« C’était lors d’une projection spéciale du Ciné-Club de Laval, à la Salle André Mathieu. On avait projeté le film La donation de Bernard Émond. Il était présent dans le hall, à l’extérieur de la salle, pour répondre aux questions des spectateurs à la fin du film. On avait installé une petite plateforme sur laquelle était posée une table nappée et deux chaises pliantes noires. Deux micros étaient soutenus sur pieds, au-dessus de la table. Un pour l’animateur, un pour l’invité.
Beaucoup de gens assistèrent à cette rencontre. Une bonne partie de l’assistance étaient des étudiants du collège qui devaient probablement tous avoir à remettre un travail à propos du film dans les jours qui allaient suivre *1*. Mais ils n’étaient absolument pas les seuls à s’interroger à propos du film.

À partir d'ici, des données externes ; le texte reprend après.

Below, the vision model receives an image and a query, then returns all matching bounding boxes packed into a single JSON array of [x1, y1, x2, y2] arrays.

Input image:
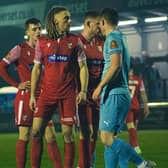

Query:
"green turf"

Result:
[[0, 130, 167, 168]]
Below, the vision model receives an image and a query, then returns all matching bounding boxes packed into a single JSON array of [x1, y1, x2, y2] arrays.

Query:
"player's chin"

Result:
[[66, 25, 70, 32]]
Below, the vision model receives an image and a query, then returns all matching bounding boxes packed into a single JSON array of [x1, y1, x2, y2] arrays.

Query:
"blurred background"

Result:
[[0, 0, 168, 132]]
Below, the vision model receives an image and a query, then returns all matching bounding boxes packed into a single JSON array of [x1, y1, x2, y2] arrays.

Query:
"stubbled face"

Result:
[[99, 17, 105, 36], [54, 10, 72, 34], [26, 23, 41, 42], [88, 17, 100, 38]]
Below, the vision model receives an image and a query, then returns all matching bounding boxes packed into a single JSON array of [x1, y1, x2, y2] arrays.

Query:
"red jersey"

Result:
[[34, 34, 86, 99], [129, 75, 145, 110], [1, 42, 42, 97], [2, 42, 35, 83], [78, 34, 104, 93]]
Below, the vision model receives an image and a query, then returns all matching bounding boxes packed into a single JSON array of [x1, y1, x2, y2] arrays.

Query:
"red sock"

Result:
[[31, 139, 43, 168], [64, 142, 75, 168], [46, 141, 63, 168], [128, 128, 138, 147], [78, 139, 90, 168], [16, 139, 28, 168]]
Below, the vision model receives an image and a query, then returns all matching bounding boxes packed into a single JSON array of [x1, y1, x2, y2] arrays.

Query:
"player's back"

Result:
[[129, 75, 142, 110]]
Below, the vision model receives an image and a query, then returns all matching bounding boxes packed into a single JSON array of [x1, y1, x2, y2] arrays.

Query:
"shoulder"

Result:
[[66, 33, 83, 47], [38, 36, 48, 43], [67, 33, 79, 42], [18, 41, 29, 49]]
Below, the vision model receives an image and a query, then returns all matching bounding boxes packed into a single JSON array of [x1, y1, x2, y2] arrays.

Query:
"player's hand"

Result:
[[29, 96, 36, 112], [89, 124, 94, 139], [76, 91, 87, 104], [144, 104, 150, 118], [18, 81, 31, 90], [92, 85, 102, 101]]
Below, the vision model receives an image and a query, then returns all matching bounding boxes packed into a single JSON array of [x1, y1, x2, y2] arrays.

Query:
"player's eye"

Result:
[[32, 27, 41, 31], [64, 16, 71, 21]]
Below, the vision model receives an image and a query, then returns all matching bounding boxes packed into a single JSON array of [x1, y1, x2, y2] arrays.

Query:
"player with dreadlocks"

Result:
[[29, 6, 88, 168]]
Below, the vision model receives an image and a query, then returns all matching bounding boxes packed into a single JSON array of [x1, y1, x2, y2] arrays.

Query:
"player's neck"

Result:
[[105, 26, 117, 36], [27, 39, 36, 48], [81, 30, 92, 42]]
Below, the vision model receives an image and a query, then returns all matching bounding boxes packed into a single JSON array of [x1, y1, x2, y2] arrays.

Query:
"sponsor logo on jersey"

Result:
[[48, 54, 69, 62], [29, 64, 34, 70], [87, 58, 104, 66]]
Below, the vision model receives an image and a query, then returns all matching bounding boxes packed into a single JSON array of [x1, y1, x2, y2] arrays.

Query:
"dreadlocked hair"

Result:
[[46, 6, 68, 40]]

Une femme, dans la quarantaine, levant la main, n’était pas certaine de comprendre ce qui tenait du don dans ce qui arrivait au personnage à l’écran. Dans toute sa perplexité, elle avait beaucoup apprécié le film, mais elle y voyait plutôt de la résignation. Il y était question d’une femme se voyant offrir de remplacer le docteur d’un village isolé de l’Abitibi. Émond lui expliqua simplement qu’il ne s’agissait pas du tout d’une défaite, lorsqu’elle décidait de rester. C’était plutôt un don d’une valeur inestimable. Une chance de s’accomplir personnellement. Il était clair que, pour lui, son film est une critique du désengagement de chacun au profit d’un individualisme néfaste.
Bien qu’il n’en soit pas question dans le récit, Émond utilise l’imagerie chrétienne pour la rappeler à l’esprit et réaffirmer importance de la religion dans la continuité de la collectivité québécoise depuis ses origines – outre la langue.

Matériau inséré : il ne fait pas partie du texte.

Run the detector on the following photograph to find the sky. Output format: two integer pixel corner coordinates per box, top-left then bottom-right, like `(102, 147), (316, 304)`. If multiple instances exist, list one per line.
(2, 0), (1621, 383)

Un autre homme, dans la cinquantaine, se leva, au contraire de tous les autres intervenants. Il se frottait les mains l’une sur l’autre. D’un ton affirmé, il commença ainsi: Bonsoir M. Émond. D’abord, félicitation pour votre film. Il poursuivit rapidement en disant à peu près ceci : Vous parliez tout à l’heure de l’affirmation de la culture québécoise. Il en est évidemment question tout au long de votre film. Ne croyez-vous pas par contre vous contredire en utilisant le ton pieux qu’on y retrouve, ou en faisant allusion à la religion chrétienne? Madame parlait de résignation tout à l’heure. Il me semble en effet qu’il en soit question au bout du compte.
Je ne me souviens plus de la réponse de M. Émond. Tout ce dont je me rappelle, c’est la fébrilité de la voix de l’homme. Il était décidé à reprocher au réalisateur de vouloir raviver le contact de ses spectateurs de la culture religieuse québécoise. Mais il avait aussi utilisé tout le respect de quelqu’un qui admire son interlocuteur. Il ne faisait aucun doute pour moi que cet homme avait été profondément touché par ce film. Ses mains s’agitaient. Il sembla perdre l’équilibre un moment, quand M. Émond voulu répondre probablement. Sa voix se voulait ferme, mais elle doutait. Malgré toute ses convictions. »
[1] Une quinzaine de ces étudiants n’avaient d’ailleurs cessé de lancer des rires incongrus tout au long du film. Ceux qui ont vu le film doivent se demander ce qu’ils pouvaient bien trouver de si drôle. Il était question d’un boulanger, visiblement amoureux d’un personnage principal du film, lui offrant une baguette bien fraiche. Toutes les allusions au pain et à sa consommation qui ont suivies ont provoqué les ricanements des étudiants. J’avais compris qu’ils voyaient dans ces répliques des analogies avec l’expression : « Mange mon pain » qui, dans la culture adolescente contemporaine, signifie quelque chose comme : « Suces-moi ». Je n’ai rien contre les réactions spontanées durant une projection, qu’elles soient convenues et partagées ou non, mais leurs rires créaient malaise dans la salle. J’ai de la difficulté à en expliquer l’origine réelle.